I don’t know this as a fact because I’m not a butterfly expert, but after viewing the colors on about 175 butterflies on the Internet, all of them appear to be symmetrical. This seems extraordinary to me when you consider there are “innumerable” (I use this word because each source I check provided a different number of species). Wow, God must have been busy creating all of them, not to mention us! However, He is extraordinary on many accounts. Jesus said: “Indeed, the very hairs of your head are all numbered.” (Luke 12:7).

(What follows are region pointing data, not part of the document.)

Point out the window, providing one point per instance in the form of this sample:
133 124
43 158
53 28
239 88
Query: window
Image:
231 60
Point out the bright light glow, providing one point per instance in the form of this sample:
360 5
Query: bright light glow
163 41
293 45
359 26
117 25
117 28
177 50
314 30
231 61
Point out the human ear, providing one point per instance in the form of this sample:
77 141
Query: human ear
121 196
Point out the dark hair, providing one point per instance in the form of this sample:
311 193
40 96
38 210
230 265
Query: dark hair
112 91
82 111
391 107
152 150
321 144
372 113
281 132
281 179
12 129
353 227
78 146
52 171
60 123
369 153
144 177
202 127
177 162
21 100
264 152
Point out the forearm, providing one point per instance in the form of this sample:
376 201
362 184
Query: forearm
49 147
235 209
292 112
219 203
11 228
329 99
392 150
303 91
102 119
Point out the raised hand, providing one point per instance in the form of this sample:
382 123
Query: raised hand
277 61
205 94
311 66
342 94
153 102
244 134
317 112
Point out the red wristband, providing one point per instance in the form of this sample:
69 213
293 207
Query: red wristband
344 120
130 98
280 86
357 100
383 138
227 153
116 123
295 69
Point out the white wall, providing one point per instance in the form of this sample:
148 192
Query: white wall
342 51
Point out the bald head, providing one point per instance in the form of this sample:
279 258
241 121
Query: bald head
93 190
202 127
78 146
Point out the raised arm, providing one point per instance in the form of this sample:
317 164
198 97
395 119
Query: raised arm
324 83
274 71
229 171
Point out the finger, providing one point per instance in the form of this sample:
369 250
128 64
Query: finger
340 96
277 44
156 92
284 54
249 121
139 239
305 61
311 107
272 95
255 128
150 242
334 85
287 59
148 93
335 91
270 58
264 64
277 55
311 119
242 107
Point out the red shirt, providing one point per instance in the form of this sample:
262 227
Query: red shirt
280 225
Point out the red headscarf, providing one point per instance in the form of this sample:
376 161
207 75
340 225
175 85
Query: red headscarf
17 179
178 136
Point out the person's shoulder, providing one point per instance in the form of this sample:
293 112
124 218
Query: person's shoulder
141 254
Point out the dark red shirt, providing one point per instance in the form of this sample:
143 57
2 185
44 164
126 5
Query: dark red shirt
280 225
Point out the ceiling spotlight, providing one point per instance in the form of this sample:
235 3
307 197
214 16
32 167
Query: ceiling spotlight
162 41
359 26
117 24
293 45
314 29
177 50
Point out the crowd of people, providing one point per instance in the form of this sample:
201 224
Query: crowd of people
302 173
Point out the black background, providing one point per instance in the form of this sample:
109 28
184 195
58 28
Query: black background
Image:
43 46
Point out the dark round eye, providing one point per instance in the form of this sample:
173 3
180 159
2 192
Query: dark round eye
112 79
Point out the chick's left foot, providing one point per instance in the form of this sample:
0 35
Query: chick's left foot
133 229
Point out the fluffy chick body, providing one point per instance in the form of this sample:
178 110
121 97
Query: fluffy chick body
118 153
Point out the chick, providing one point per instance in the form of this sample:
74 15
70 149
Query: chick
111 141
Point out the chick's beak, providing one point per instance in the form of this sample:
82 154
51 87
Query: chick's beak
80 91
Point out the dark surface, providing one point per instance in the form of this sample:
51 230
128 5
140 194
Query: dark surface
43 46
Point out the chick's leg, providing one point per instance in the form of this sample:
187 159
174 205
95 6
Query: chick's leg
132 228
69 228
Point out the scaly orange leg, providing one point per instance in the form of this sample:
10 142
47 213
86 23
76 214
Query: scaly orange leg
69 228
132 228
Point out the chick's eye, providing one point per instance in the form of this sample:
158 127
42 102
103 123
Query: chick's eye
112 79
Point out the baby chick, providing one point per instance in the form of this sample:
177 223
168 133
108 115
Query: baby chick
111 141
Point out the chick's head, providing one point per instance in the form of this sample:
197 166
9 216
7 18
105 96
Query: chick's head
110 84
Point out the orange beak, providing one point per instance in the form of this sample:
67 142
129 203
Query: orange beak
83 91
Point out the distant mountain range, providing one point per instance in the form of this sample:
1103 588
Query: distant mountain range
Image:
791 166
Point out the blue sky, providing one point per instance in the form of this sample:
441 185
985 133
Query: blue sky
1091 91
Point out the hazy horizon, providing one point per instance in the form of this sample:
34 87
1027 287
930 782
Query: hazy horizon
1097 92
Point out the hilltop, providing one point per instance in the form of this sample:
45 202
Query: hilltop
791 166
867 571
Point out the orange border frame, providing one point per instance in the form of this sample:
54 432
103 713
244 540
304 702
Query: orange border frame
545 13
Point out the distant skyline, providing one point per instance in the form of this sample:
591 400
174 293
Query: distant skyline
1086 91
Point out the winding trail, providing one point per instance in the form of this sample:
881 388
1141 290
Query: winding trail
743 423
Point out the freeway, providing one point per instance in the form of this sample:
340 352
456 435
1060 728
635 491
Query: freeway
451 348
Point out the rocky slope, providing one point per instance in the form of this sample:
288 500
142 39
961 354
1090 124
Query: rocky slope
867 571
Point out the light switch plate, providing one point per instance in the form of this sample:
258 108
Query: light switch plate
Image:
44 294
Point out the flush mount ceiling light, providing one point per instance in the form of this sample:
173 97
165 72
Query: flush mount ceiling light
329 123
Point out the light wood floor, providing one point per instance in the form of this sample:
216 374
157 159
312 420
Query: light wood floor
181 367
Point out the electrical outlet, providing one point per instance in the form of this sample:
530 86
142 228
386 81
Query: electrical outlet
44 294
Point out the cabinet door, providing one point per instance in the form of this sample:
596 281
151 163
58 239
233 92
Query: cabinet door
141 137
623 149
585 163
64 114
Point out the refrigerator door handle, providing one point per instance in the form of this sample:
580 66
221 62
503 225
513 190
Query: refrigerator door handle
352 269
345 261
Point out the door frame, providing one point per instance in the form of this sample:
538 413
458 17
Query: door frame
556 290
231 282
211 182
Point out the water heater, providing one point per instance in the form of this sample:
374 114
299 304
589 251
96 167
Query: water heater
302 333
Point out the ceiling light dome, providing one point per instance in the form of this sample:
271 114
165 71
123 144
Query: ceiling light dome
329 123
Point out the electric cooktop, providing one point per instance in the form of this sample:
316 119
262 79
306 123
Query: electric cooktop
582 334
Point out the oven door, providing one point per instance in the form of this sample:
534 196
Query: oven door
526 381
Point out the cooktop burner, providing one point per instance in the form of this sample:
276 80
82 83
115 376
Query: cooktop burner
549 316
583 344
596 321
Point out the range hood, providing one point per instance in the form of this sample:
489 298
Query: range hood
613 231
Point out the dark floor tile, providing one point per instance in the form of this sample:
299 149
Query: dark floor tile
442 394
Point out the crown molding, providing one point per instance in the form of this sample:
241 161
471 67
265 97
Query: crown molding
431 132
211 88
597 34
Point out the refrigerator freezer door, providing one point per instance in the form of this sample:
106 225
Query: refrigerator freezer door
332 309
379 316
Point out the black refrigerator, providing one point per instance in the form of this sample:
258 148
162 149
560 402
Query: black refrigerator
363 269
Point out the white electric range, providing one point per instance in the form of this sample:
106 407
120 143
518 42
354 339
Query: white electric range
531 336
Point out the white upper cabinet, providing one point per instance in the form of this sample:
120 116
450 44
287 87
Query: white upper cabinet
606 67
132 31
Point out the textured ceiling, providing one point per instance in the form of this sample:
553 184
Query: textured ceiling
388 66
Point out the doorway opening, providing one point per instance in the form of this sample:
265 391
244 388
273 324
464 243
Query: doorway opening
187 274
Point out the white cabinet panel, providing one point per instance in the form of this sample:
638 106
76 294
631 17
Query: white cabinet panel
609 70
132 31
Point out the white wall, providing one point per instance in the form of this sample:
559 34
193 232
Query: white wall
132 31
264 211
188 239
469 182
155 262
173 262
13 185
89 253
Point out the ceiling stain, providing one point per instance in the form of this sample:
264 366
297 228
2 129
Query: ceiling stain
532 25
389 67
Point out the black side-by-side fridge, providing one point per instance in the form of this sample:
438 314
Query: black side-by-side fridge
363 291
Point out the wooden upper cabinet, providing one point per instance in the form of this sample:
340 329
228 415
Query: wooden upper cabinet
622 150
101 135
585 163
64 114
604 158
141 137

For a short time, I thought it would be fun to be a butterfly, with all of its beauty. But, then I read that a butterfly is always awake because it has no eyelids; I thought it might be prudent to take a second thought since I would miss my afternoon nap. In reading another writer, he disagreed with the first writer. Since I’m not sure which is right, I think I had better be thankful how God made me.

The next question I had was: Why do butterflies exist? What is their purpose? A few answers found in my research were: butterflies are indicators of our ecosystems. Because they are fragile, they are quick to react to change. Their struggle to exist is a serious warning about our environment (http://butterfly-conservation.org/45/why-butterflies-matter.html. Second, butterflies help pollinate flowers. Next, butterflies provide food for frogs, spiders, birds, snakes, monkeys, etc. http://www.thebutterflysite.com/what-eats-butterflies.shtml. Obviously, butterflies provide much beauty for us when we take the time to observe them.

Finally, butterflies can be a hobby for people. They can collect them and attach them to a display board. This is not for me, I would rather continue to enjoy the beauty of a live butterfly as well as let other people do so. A nicer way to enjoy them would be to become proficient in taking photographs of them. Probably the best way to enjoy them, as far as I’m concerned, is to plant a garden of flowers that attract certain kinds of butterflies. There are companies that will help you with this (http://www.butterflyfunfacts.com/butterfly-garden-design.php). After completing a questionnaire provided by the company, they will send you a layout of your future butterfly garden, a shopping list of butterfly host plants, etc.

Just think, all this insight into some of the history and beauty of butterflies just because Barb was agile enough to not step on that Common Buckeye Butterfly! Thanks Barb.

Butterflies are self-propelled flowers! The earth laughs in flowers.